Lo cual es lógico. El atuendo de etiqueta masculino se concibió en un sobrio cromatismo de blanco y negro, precisamente, para enmarcar y no competir con los fastos coloristas de los trajes de noche de las mujeres
. Pero ser un personaje secundario no debería eximir a los caballeros de aprender un poco mejor cómo manejar tan sencillos códigos. Al contrario, ante tan limitadas posibilidades el fallo resulta todavía más vergonzante.
¿Por qué proliferan los errores pese a lo sencillo de la ecuación? La razón principal hay que buscarla en la forma en que muchos hombres exhiben hoy con orgullo su completo desconocimiento de las reglas de la etiqueta
. Como si no conocerlas fuera un signo de rebeldía. Disculpen, caballeros, pero eso tiene otro nombre: ignorancia.
La rebeldía o transgresión implica conocimiento.
Por no hurgar en la herida del ejemplo español (donde estamos en pañales en la materia), tomemos como muestra la última gala de los premios BAFTA en Londres.
Allí se pudo ver a un impecable príncipe Guillermo, que combinó el esmoquin con pajarita con unos zapatos de terciopelo tipo slipper.

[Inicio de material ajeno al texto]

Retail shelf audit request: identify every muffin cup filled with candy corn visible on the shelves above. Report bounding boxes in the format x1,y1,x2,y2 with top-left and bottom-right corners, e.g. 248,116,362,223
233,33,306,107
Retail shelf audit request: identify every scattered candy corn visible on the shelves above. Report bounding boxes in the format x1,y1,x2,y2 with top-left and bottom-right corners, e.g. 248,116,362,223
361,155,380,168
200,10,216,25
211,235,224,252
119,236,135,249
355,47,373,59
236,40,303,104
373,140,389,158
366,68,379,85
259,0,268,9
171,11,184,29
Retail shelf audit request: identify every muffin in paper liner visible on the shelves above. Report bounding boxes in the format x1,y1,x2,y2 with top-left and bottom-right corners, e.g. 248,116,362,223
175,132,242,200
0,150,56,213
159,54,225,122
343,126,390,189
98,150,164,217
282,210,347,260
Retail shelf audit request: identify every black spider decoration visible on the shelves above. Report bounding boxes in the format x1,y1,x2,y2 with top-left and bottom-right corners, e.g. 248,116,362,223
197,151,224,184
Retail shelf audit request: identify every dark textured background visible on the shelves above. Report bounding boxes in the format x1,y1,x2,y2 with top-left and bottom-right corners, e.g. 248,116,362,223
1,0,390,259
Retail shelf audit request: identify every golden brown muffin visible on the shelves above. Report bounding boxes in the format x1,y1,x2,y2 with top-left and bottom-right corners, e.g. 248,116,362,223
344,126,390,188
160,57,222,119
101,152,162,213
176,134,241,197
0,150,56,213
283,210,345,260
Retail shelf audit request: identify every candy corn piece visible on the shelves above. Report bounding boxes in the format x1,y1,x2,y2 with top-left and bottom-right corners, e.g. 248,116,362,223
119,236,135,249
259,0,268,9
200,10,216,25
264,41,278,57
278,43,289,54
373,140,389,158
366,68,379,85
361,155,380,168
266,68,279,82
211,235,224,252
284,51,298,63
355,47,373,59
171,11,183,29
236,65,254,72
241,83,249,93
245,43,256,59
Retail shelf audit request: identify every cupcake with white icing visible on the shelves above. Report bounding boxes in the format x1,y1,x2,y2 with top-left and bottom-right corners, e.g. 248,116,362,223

El principal objetivo de un traje de gala es diferenciarse de uno de oficina o diario (si no, ¿para qué?) y el calzado más apropiado es más ligero de lo habitual, más cercano a una zapatilla que a un zapatón
. De hecho, el clásico opera pump con lazo –que la ignorancia toma por afeminado– es el único elemento del vestuario que entró en el siglo XX tal como había dejado el XIX.
Al lado del impecable Windsor, Leonardo DiCaprio con un bajo en el que cabían unas alforjas no parecía un tipo rebelde. Solo un estadounidense tosco
. Y eso por no hablar de Brad Pitt y su incomprensible camisa sin cuello que le dejaba la pajarita pegada al cuello a la manera de un stripper o de un guardaespaldas de la mafia italiana.
Lo que cuesta comprender es por qué unos tipos que saben positivamente que van a pasar tanto tiempo embutidos en mínimas variaciones del esmoquin durante toda su carrera profesional no hacen un mínimo esfuerzo por estudiar un poco la cuestión.
Aunque solo fuera por mera curiosidad o inquietud cultural.
Solo se trata de conocer un poco mejor el idioma en el que, quieran o no, van a tener que expresarse. Para no meter la pata.